The authors argue that EO 14302 provides a foundation, but that a dedicated policy statement would send a clearer signal to the DOE, industry, and private investors. “After GNEP’s establishment in 2006, several entities interested in commercial recycling via the public-private partnership established by DOE’s Office of Nuclear Energy submitted letters of interest or support to both the NRC and DOE,” the report notes. “In addition to collaborations between DOE and industry, the NRC began an accelerated parallel effort in consultation with DOE to develop an efficient regulatory framework for recycling facilities in anticipation of future license applications.”

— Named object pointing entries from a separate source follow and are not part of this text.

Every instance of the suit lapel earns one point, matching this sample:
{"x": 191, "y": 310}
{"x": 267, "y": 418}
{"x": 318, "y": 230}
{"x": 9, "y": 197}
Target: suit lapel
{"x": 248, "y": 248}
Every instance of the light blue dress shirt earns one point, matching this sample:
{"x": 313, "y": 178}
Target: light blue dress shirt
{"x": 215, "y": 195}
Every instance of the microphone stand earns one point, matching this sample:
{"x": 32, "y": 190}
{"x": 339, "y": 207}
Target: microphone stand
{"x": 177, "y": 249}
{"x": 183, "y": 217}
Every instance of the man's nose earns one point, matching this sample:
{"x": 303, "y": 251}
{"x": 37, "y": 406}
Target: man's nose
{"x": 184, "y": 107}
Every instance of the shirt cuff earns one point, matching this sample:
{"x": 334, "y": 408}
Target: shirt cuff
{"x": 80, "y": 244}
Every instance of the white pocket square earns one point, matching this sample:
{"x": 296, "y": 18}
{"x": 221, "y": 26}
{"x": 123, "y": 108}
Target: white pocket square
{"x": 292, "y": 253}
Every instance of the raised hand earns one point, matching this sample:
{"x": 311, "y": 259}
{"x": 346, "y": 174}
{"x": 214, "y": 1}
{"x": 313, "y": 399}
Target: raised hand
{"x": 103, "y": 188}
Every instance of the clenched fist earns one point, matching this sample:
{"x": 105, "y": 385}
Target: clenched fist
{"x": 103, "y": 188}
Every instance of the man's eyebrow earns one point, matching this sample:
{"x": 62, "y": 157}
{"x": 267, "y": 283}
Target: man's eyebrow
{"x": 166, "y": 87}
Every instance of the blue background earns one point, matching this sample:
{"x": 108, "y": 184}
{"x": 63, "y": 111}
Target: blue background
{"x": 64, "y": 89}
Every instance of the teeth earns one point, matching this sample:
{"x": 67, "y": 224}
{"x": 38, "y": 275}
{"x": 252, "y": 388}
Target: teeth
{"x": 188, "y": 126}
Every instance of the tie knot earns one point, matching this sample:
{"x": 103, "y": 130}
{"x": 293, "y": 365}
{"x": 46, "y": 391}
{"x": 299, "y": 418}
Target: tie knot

Second, EIRP calls for a comprehensive, integrated long-term nuclear waste strategy that incorporates recycling alongside (not instead of) permanent disposal. “Commercial UNF recycling, once established, could reduce HLW volume and aid in DGR management over time—but recycling alone is not intended to be the sole solution to permanent waste disposal,” the report says. “It can reduce the waste burden and thus improve the feasibility of DGR, but both recycling and DGR are critical elements of a comprehensive waste strategy.”
The third recommendation urges the DOE to actively support the construction of production-scale commercial recycling facilities through a range of financial mechanisms. These include increased congressional funding for the DOE Office of Nuclear Energy, financing guarantees through DOE’s Office of Energy Dominance, service contracts to companies for UNF recycling services, and tax credits for utilities that recycle used fuel.
Notably, the report ties the federal financial case to the federal legal obligation: “Given that the federal government is responsible for the long-term disposal of commercial UNF, federal support could, at a minimum, be tied to the expected savings to the government in reduced disposal costs from recycling UNF,” it says.
Finally, the authors call for modernizing the Atomic Energy Act of 1954 and the Nuclear Waste Policy Act to account for modern recycling technologies. When the Atomic Energy Act was passed in 1946 and amended in 1954, all recycling facilities were designed to recover weapons-grade pure plutonium, so the law treated any recycling facility as a plutonium production facility and licensed it accordingly, the authors explain.
New advanced recycling facilities, however, “may not recover pure plutonium and would not pose the same safety and environmental risks as older recycling facilities; consequently, they do not need to be licensed in the same manner,” the authors wrote.
The proposed REFUEL (Recycling Efficient Fuels Utilizing Expedited Licensing) Act, which has cleared Senate committee but has not yet received a floor vote, directly addresses this licensing mismatch. Without it, companies pursuing modern pyroprocessing-based recycling face a regulatory framework written for a technology they are not using.